The movement professes to hold the same views as those of the early Ahl al-Hadith school.[5] They reject taqlid (following legal precedent) and favour ijtihad (independent legal reasoning) based on the scriptures.[3] The terms "Salafi" and "Ahl-i Hadith" are often used interchangeably, the movement shares doctrinal tendencies with the Hanbali school prevalent in the Arabian Peninsula, and many of its members have identified themselves with the Zahiri school of thought.[6]

The movement has been compared to Saudi Wahhabism,[7] or a variation on the Wahhabi movement,[8][9] But the movement itself claims to be distinct from Wahhabism,[10] and some believe it possesses some notable distinctions from the mainly Arab Salafis.[11][12][13] In recent decades the movement has expanded its presence in Pakistan, Bangladesh, and Afghanistan.[10]

History[edit]

Nawab Siddiq Hasan Khan (1832-1890), one of the founders of Ahl-i Hadith movement was influenced by Yemeni scholar Al-Shawkani

Imam Shah Waliullah Dehlawi (1703-1762) is considered as the intellectual fore-forefather of the Ahl-i-Hadith. After his Pilgrimage to Mecca, Shah Waliullah Dehlawi spent 14 months in Medina, studying Qur'an, Hadith and works of Ibn Taymiyya under the hadith scholar Muhammaad Tahir al-Kurani, the son of Ibrahim al-Kurani. Upon return to India, he preached Tawhid and a return to the Sunnah, and claimed Ijtihad just like Ibn Taymiyya. When the British captured Delhi in 1803, Shah Waliullah's eldest son, Shah Abdul Aziz declared India as Dar-al-Harb, urging Muslims to strive to restore India back to Islamic rule. This would influence his student Syed Ahmed Barelvi.[14]

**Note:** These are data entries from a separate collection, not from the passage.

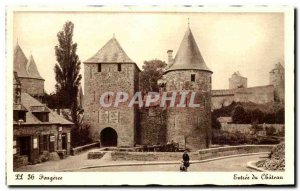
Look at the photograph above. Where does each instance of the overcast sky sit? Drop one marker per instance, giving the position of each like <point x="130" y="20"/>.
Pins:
<point x="250" y="42"/>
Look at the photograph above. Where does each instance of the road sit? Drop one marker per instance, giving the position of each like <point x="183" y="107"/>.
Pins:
<point x="224" y="165"/>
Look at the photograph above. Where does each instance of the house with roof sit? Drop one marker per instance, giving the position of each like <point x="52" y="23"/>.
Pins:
<point x="28" y="74"/>
<point x="38" y="132"/>
<point x="111" y="70"/>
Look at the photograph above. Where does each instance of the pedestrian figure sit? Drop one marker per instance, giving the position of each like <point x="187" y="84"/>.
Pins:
<point x="186" y="160"/>
<point x="182" y="167"/>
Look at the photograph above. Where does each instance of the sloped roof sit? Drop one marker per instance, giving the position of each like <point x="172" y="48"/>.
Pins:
<point x="111" y="52"/>
<point x="20" y="61"/>
<point x="31" y="69"/>
<point x="28" y="102"/>
<point x="188" y="56"/>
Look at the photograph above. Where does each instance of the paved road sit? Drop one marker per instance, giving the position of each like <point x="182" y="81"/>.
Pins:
<point x="224" y="165"/>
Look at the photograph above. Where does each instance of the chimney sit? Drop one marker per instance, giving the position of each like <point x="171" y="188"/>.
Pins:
<point x="170" y="56"/>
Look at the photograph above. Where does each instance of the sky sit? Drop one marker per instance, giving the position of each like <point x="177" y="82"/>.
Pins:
<point x="251" y="43"/>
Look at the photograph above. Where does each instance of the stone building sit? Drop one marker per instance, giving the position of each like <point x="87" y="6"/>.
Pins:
<point x="273" y="92"/>
<point x="277" y="80"/>
<point x="32" y="82"/>
<point x="237" y="81"/>
<point x="188" y="126"/>
<point x="38" y="132"/>
<point x="110" y="70"/>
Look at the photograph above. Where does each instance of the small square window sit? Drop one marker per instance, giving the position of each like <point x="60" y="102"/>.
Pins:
<point x="193" y="76"/>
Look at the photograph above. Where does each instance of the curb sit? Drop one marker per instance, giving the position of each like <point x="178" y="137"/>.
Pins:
<point x="162" y="162"/>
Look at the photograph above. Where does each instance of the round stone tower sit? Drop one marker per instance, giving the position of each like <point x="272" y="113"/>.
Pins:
<point x="28" y="74"/>
<point x="189" y="126"/>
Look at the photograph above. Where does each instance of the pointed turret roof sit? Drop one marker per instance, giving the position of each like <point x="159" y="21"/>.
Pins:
<point x="20" y="61"/>
<point x="25" y="68"/>
<point x="188" y="56"/>
<point x="32" y="70"/>
<point x="111" y="52"/>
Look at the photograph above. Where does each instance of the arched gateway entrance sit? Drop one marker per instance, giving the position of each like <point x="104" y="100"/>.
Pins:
<point x="108" y="137"/>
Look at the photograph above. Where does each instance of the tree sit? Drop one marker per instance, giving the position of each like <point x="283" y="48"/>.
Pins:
<point x="152" y="71"/>
<point x="67" y="71"/>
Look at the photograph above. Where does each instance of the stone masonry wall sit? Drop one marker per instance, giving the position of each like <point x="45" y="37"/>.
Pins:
<point x="122" y="118"/>
<point x="35" y="132"/>
<point x="190" y="127"/>
<point x="259" y="95"/>
<point x="152" y="126"/>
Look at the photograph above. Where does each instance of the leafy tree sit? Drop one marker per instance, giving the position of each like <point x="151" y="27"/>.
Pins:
<point x="67" y="71"/>
<point x="152" y="71"/>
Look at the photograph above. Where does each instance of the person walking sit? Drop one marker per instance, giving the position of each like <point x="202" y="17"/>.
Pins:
<point x="186" y="160"/>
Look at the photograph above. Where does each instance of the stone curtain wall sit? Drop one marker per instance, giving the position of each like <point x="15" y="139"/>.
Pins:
<point x="32" y="86"/>
<point x="246" y="128"/>
<point x="152" y="129"/>
<point x="259" y="95"/>
<point x="110" y="79"/>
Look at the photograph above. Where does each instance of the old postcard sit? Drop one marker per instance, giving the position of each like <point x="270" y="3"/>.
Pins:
<point x="130" y="95"/>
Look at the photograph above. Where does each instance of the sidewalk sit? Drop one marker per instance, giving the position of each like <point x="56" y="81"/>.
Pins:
<point x="73" y="163"/>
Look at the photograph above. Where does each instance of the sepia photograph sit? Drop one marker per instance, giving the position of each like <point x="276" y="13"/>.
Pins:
<point x="183" y="90"/>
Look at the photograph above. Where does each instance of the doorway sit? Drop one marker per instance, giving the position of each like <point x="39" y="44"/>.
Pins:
<point x="108" y="137"/>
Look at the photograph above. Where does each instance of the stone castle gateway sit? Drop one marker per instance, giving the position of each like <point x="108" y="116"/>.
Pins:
<point x="111" y="70"/>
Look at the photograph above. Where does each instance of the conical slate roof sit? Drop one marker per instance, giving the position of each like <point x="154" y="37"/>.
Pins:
<point x="20" y="61"/>
<point x="188" y="56"/>
<point x="31" y="69"/>
<point x="111" y="52"/>
<point x="25" y="68"/>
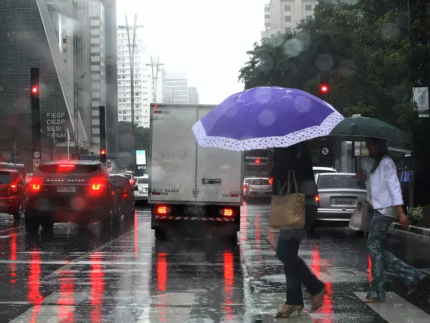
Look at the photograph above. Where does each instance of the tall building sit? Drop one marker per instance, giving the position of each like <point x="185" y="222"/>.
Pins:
<point x="284" y="15"/>
<point x="176" y="87"/>
<point x="142" y="79"/>
<point x="193" y="96"/>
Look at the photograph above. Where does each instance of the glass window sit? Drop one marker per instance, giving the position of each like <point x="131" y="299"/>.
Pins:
<point x="340" y="181"/>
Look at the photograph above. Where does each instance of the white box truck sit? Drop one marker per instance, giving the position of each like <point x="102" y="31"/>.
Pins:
<point x="190" y="186"/>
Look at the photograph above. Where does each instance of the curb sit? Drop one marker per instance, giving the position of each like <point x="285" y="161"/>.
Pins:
<point x="411" y="229"/>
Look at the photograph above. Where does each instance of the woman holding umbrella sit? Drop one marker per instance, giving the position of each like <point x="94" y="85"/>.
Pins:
<point x="386" y="198"/>
<point x="298" y="159"/>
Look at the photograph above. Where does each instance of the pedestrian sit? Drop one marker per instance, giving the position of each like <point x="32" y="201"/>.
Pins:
<point x="385" y="196"/>
<point x="406" y="177"/>
<point x="298" y="159"/>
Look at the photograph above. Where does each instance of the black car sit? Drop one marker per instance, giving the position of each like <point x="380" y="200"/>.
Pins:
<point x="73" y="191"/>
<point x="126" y="196"/>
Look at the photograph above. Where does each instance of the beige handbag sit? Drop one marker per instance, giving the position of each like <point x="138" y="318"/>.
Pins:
<point x="288" y="211"/>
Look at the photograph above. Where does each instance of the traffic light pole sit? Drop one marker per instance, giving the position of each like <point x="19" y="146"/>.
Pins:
<point x="102" y="116"/>
<point x="36" y="125"/>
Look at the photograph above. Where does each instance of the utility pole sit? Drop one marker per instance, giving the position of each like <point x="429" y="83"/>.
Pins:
<point x="155" y="78"/>
<point x="131" y="46"/>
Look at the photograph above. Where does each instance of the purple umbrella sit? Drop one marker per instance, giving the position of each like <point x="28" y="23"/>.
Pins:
<point x="266" y="117"/>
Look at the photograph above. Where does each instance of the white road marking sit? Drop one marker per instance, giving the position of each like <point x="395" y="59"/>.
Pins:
<point x="397" y="310"/>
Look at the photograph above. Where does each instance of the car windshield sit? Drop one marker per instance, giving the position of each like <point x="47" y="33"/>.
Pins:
<point x="68" y="168"/>
<point x="143" y="180"/>
<point x="260" y="181"/>
<point x="340" y="181"/>
<point x="5" y="177"/>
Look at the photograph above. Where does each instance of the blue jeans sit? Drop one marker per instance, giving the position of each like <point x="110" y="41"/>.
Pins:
<point x="383" y="260"/>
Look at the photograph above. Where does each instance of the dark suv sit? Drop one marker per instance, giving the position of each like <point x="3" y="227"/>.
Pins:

After the death of his father, Shah Abdul Aziz continued the works of Shah Waliullah. He was a Muhaddith who emphasized the importance of Hadith with students all across the subcontinent. As a teacher, preacher and social religious-reformer, Shah Abdul Aziz was closely monitoring the socio-political developments in the subcontinent. British were gaining ascendancy in India by capturing power in Bengal, Bihar and Orissa. In 1799, British defeated the Kingdom of Mysore in the Fourth Anglo-Mysore War. When the British armies entered Delhi in 1803, the Mughal empire was turned into a protectorate of British East India Company, thus gaining political supremacy in the subcontinent. Upon this, Shah Abdul Aziz declared a decisive fatwa declaring India to be Dar-al Harb(abode of war). This was the first significant fatwa against colonial rule in the subcontinent that gave an indirect call to Indian Muslims to fight colonial occupation and liberate the country.[15]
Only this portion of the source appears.